Midwifery formulae:The sod's laws of midwifery?Debbie Patrick - AS A MIDWIFE working on a busy delivery suite, opportunities to stand back and muse on the ebb and flow of midwifery activity are comparatively rare. However, on occasion, some everyday occurrence just jumps out and make you think a bit.
I was recently working with a student midwife, we were expecting a woman in labour and saw her walk slowly up the corridor towards us, taking several pauses as contractions delayed her progress. As the student showed her to her room, another midwife and I exchanged glances and grinned at each other, with a, "better be getting your delivery pack ready," look.

1. Number of pauses taken by labouring woman walking down delivery suite corridor = the greater the woman's cervical dilatation.
(can also apply to number of pauses/curses heard during a phone conversation).

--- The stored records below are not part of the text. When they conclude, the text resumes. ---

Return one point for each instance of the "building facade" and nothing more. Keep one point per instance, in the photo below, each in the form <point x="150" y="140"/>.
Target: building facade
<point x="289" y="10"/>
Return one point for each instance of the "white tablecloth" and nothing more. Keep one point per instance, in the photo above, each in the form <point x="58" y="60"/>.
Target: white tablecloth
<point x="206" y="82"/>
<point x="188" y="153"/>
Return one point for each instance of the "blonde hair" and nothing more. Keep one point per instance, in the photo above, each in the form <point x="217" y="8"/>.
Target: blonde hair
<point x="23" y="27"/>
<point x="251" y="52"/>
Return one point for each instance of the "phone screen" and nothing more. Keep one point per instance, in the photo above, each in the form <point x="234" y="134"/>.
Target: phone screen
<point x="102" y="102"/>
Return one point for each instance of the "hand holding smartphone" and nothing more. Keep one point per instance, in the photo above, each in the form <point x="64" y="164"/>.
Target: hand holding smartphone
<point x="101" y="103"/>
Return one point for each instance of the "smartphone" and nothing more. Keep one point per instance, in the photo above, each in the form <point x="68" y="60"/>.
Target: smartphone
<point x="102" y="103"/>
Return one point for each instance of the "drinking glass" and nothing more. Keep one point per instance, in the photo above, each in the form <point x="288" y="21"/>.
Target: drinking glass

Sure enough, the woman gave birth a short while later. Not rocket science you cry, every experienced midwife knows that! Yes, but how do we know? Along with many midwives, I had been both enthralled and horrified at the observations of midwives everyday practice described by Hunt and Symonds (1995), but was particularly struck by how the midwives could tell the progress of labour by observing a woman's behaviour. Midwives, particularly those with over five years clinical experience, are amazingly good at identifying the less well documented signs of progress in labour without relying on vaginal examination -the burping, hiccoughing, restlessness of transition, the crying out for mum and shunning of physical touch. We also seem able to detect intuitively when progress in labour is not so straightforward, often without being able to articulate a specific cause. We appear to see and get to know these intuitive feelings about progression of labour better if we observe them in a one-to-one situation, such as working in a midwife led unit or at home births. However, most midwives develop them over time wherever their experience is gained (Patrick, 2002). We also try and pass these 'midwifery formulae' on to the next generation, the midwifery students and medical students, so that they may also recognise that the linear progress of 1cm of cervical dilatation an hour proposed by Studd and Duiagnan (1972) is something that simply does not often happen in spontaneous, unmedicated labour. Well, we try to but........
2. Presence of student midwife/doctor during labour = increased risk of operative birth.

There also appears to be a further midwifery formula, whereby merely having a student midwife or medical student working with you, (particularly if they are desperate to attend a birth having been 'unlucky' in the past), virtually guarantees that any woman they follow ends up with an operative birth. It matters not a jot how straightforward the woman's obstetric history may appear to be, the lack of 'risk factors', the previous totally straightforward births she may have had, how much the student is involved in their care, something always seems to happen. An example of this also happened to me recently, where I was foolish enough to comment to the student midwife I was working with how straightforwardly women can often labour in the birthing pool, with unexpected progress, only to assist the women we had been attending out of the pool a few minutes later following a placental abruption! (all ended well by the way, but on 'dry land').
These midwifery 'sod's laws' got me thinking along the lines of other types of occurrences that could be potentially expressed as a sort of 'midwifery formula', and I'm sure there are many others that could be articulated! This observation leads on from the last one:

Presence of woman in labour in the birthing pool = increased midwifery feelgood factor on the delivery suite.

Is this just relief that at least one woman is labouring 'normally' (whatever that is) in a mixed midwife/consultant led unit?!